荒れ野よ、荒れ地よ、喜び踊れ。砂漠よ、喜び、花を咲かせよ。野ばらの花を一面に咲かせよ。花を咲かせ、大いに喜んで、声をあげよ。砂漠はレバノンの栄光を与えられ、カルメルとシャロンの輝きに飾られる。人々は主の栄光と我らの神の輝きを見る。弱った手に力を込め、よろめく膝を強くせよ。心おののく人々に言え。「雄々しくあれ、恐れるな。見よ、あなたたちの神を。敵を打ち、悪に報いる神が来られる。神は来て、あなたたちを救われる。」そのとき、見えない人の目が開き、聞こえない人の耳が開く。そのとき、歩けなかった人が鹿のように躍り上がる。口の利けなかった人が喜び歌う。荒れ野に水が湧きいで、荒れ地に川が流れる。

(イザヤ書 35章1~6節)

「荒れ地よ、喜び踊れ」

本日の御言葉は「待降節第三主日」(喜びの主日)に読まれるのに相応しいものです。私は(2019.12.15)の説教にて、同じ御言葉、同じ説教題にて説き明かしを致しました。

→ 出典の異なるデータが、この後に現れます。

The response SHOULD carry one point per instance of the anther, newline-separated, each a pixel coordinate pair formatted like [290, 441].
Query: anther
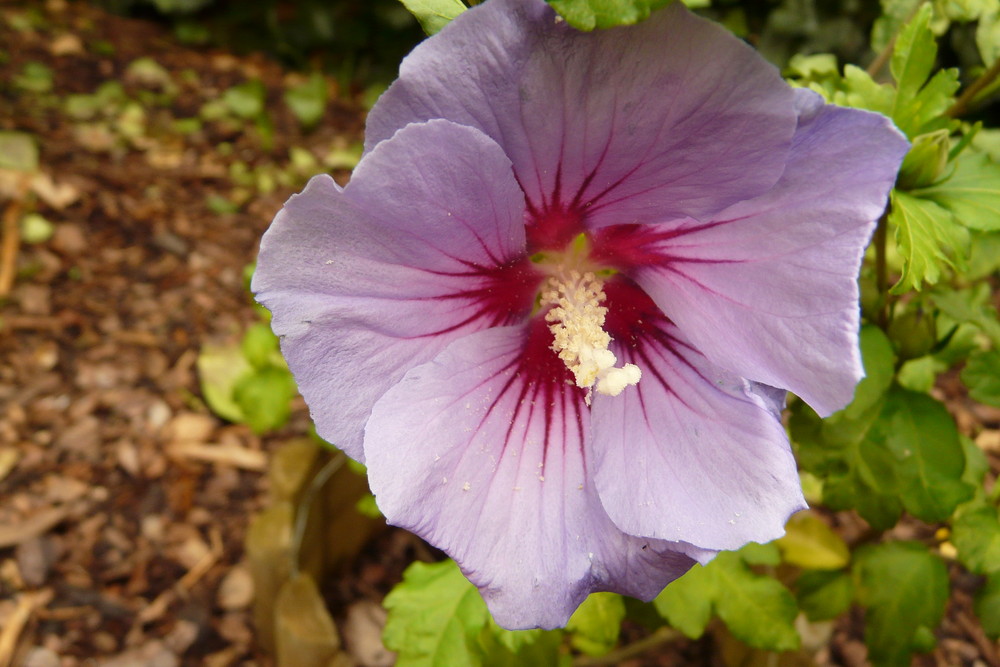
[579, 339]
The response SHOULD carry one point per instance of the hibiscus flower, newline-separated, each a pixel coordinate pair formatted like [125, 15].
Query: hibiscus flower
[557, 307]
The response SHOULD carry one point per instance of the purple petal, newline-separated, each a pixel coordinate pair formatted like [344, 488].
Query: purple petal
[692, 453]
[483, 452]
[424, 245]
[671, 117]
[768, 287]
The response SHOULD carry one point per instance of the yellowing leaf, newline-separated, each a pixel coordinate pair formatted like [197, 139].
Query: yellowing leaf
[809, 543]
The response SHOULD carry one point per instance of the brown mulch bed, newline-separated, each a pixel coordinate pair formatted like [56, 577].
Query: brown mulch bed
[125, 545]
[113, 546]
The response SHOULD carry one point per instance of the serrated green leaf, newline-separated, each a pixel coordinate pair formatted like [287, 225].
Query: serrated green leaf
[307, 101]
[590, 14]
[809, 543]
[220, 368]
[988, 36]
[982, 376]
[928, 238]
[984, 255]
[976, 536]
[435, 617]
[18, 151]
[913, 57]
[824, 594]
[964, 11]
[596, 623]
[901, 451]
[434, 14]
[687, 602]
[862, 92]
[757, 610]
[904, 587]
[259, 345]
[264, 396]
[246, 100]
[987, 606]
[971, 192]
[973, 306]
[879, 360]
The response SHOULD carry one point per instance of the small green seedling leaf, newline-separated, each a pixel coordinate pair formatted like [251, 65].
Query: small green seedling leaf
[435, 617]
[434, 14]
[18, 151]
[976, 536]
[246, 100]
[590, 14]
[596, 624]
[264, 397]
[307, 101]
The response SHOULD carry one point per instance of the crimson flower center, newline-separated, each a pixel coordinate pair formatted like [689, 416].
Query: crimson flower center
[573, 297]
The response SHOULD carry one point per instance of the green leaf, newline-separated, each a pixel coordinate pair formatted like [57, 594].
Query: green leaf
[904, 589]
[976, 536]
[982, 376]
[973, 306]
[913, 57]
[890, 449]
[246, 100]
[928, 238]
[265, 397]
[824, 594]
[687, 602]
[18, 151]
[307, 101]
[435, 617]
[971, 192]
[220, 368]
[862, 92]
[36, 229]
[259, 345]
[757, 609]
[987, 606]
[434, 14]
[919, 104]
[596, 624]
[590, 14]
[921, 434]
[809, 543]
[517, 648]
[988, 36]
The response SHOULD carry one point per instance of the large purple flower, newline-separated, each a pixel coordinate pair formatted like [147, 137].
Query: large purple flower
[553, 308]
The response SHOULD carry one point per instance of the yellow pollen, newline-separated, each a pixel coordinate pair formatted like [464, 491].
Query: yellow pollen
[577, 318]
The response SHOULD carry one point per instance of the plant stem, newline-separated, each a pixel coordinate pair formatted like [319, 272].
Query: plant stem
[961, 105]
[661, 636]
[305, 504]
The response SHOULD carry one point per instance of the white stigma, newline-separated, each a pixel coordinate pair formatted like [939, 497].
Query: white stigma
[577, 318]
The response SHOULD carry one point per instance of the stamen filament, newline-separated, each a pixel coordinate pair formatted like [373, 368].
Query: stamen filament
[579, 339]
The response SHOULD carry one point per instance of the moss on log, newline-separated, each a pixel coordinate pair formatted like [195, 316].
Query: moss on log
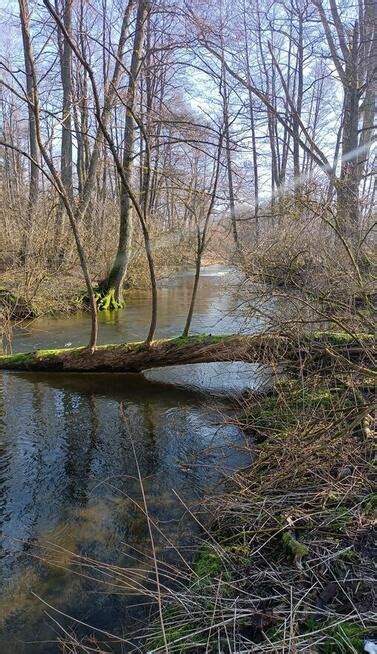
[134, 357]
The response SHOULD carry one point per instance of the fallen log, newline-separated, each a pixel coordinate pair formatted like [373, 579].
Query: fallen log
[134, 357]
[264, 348]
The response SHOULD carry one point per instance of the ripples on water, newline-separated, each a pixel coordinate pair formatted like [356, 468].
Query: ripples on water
[68, 479]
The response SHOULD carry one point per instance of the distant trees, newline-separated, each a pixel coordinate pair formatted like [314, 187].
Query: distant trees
[105, 108]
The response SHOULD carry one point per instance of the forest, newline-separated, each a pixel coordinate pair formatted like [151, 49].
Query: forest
[187, 326]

3年前の12月4日にアフガニスタンにて中村哲先生が凶弾に倒れました。そのキリスト者の「証し」の中にあるキリストを思い起こすために、御言葉が用いられました。本日「説教題」を同じにしたのは、同じ御言葉にて更に深く「キリストの愛」を知りたいと願ったからです。「荒れ地よ、喜び踊れ」この言葉は、キリスト者の変容や喜びの心の有り様を語っています。中村先生は小さな伝道所の初穂でした。彼はキリストに捕らわれた生涯でした。生き方の基本はキリストであり、弱い者に寄り添う事でした。彼は一人一人に寄り添い、一人一人を助け、一人を救うことに全力を注ぎました。本日は補う御言葉として(マタイ11:2~6)もお読みいたしましたが、洗礼者ヨハネはイエスをメシアとして受け入れたにもかかわらずに「つまずき」ました。彼のメシア観が「裁きのメシア」であったからです。主イエスは大きな業を行わずに、一人一人を大切にし、一人一人に寄り添い、一人一人の悩みに応え、救いと癒しを与えられたのです。週報の挿絵を御覧下さい。キューポラの内部に施されたフレスコ画です。主イエスが真ん中におられます。周りに荒れ地に住む住人が救いを求めて集まって来ています。奴隷、貧しい年老いた寡婦、足なえ、盲人、シングルマザー、徴税人、罪人…(別紙)主イエスは救いを求める一人一人に寄り添い、救いを賜りました。彼らの人生が一変しました。彼らの「荒れ地の人生」が「喜び踊る人生」に変えられたのです。その力の源は単なる癒しではありません。神が共におられること。主イエスを信じる幸いを得た事こそ、彼らの喜びの源泉でした。「荒野に泉が湧きだした」のです。彼らの救いは一時のものではありません。彼らの救いは永遠と共なる喜びです。主イエスは裁き主(再臨)であると共に救い主(初臨)です。全能の父なる神は「裁き主」です。しかし裁きに痛みを持たれる方です。その愛ゆえに神は独り子を世に送られ、私共の受けるべき裁きを自らに受けられました。(十字架の死)私共への裁きがキリストの贖いにより、「救い」に変えられました。私共はただ福音を受け入れ、主イエスを信じるだけで良いのです。主イエスは「荒れ地」を草木の生える「花園」に変えて下さる救い主です。